Telah menjadi tabiat para penjajah untuk menghilangkan jejak sejarah
bangsa yang dijajahnya, misalnya Belanda mnjajah atas Indonesia.
Pelestarian sejarah wali songo
Karya tulis bukan satu-satunya alat ukur fakta atau mitosnya pelaku sejarah. Sebab Sayidina Abu Bakar, Sayidina Umar dan sahabat lain juga tidak meninggalkan karya tulis. Yang meninggalkan karya tulis malah ulama beberapa abad setelahnya seperti Ibnu Majah, Abu Dawud, Tirmidzi dll. Apakah karena tidak ada Sunan Abu Bakar, Sunan Umar dan yang ada Sunan (kumpulan hadis) Ibn Majah, Sunan Abu Dawud, Sunan Tirmidzi, apakah berarti Abu Bakar mitos, Umar mitos dan Ibn Majah faktual?Rabu, 27/05. Siang tadi di Kanzus Shalawat diadakan Seminar “Penelitian Ke-2 Sejarah Sunan Muria”. Acara yang terselenggara atas kerjasama Yayasan Masjid dan Makam Sunan Muria dan LP2M (Lembaga penelitian dan pengabdian kepada Masyarakat) UIN Walisongo Semarang.

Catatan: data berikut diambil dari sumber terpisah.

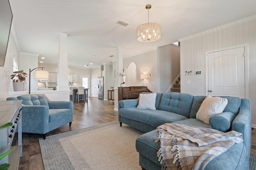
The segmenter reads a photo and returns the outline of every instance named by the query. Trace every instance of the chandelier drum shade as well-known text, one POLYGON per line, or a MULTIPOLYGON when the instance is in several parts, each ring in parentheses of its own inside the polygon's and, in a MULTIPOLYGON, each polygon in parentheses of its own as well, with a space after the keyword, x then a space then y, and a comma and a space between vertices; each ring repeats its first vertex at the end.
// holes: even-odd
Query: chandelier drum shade
POLYGON ((148 10, 148 23, 141 25, 137 28, 138 40, 143 42, 153 42, 161 38, 161 27, 156 23, 149 22, 149 9, 151 5, 146 6, 148 10))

Acara ini dihadiri oleh peneliti, pemerhati sejarah, dan Profesor sejarah di lingkungan PTAIN/ UIN, UGM dan pengurus yayasan walisongo dari Kudus (Sunan Kudus), Demak, Gersik, Cirebon, Muria, Bonang, dll. Hadir diantaranya Prof. Dr H Solihan MA, Prof. Dr. Musa Asy’ari, Ahwan Fanani (peneliti-presentator) dan Maulana Habib Muhammad Luthfi bin Yahya selaku Pembina Persatuan Pengurus Walisongo.
Dalam pemaparannya, Habib Luthfi menekankan pentingnya kegiatan seminar serupa, upaya pelestarian dan konservasi situs dan data sejarah Walisongo penting sekali, untuk generasi mendatang, agar kita bisa menunjukan tokoh-tokoh pendahulu melalui situs yang ada, seperti umat Budha bisa menunjukan dimana lahir dan tempat bertapa Sidarta Gautama, demikian juga agama lain. Tapi umat Islam semakin lama semakin kehilangan situs dan bukti sejarah.
Habib Luthfi menghimbau agar ada pemetaan seluruh situs disetiap kota kedalam wilayah Walisongo, misalnya Demak, bukan saja menjaga situs makam Raden Patah dan Masjid Demak tetapi juga menjaga, melestarikan dan menginventarisir data makam-makam lain selain Walisongo, tokoh ulama yang sejaman dengan Walisongo maupun setelahnya.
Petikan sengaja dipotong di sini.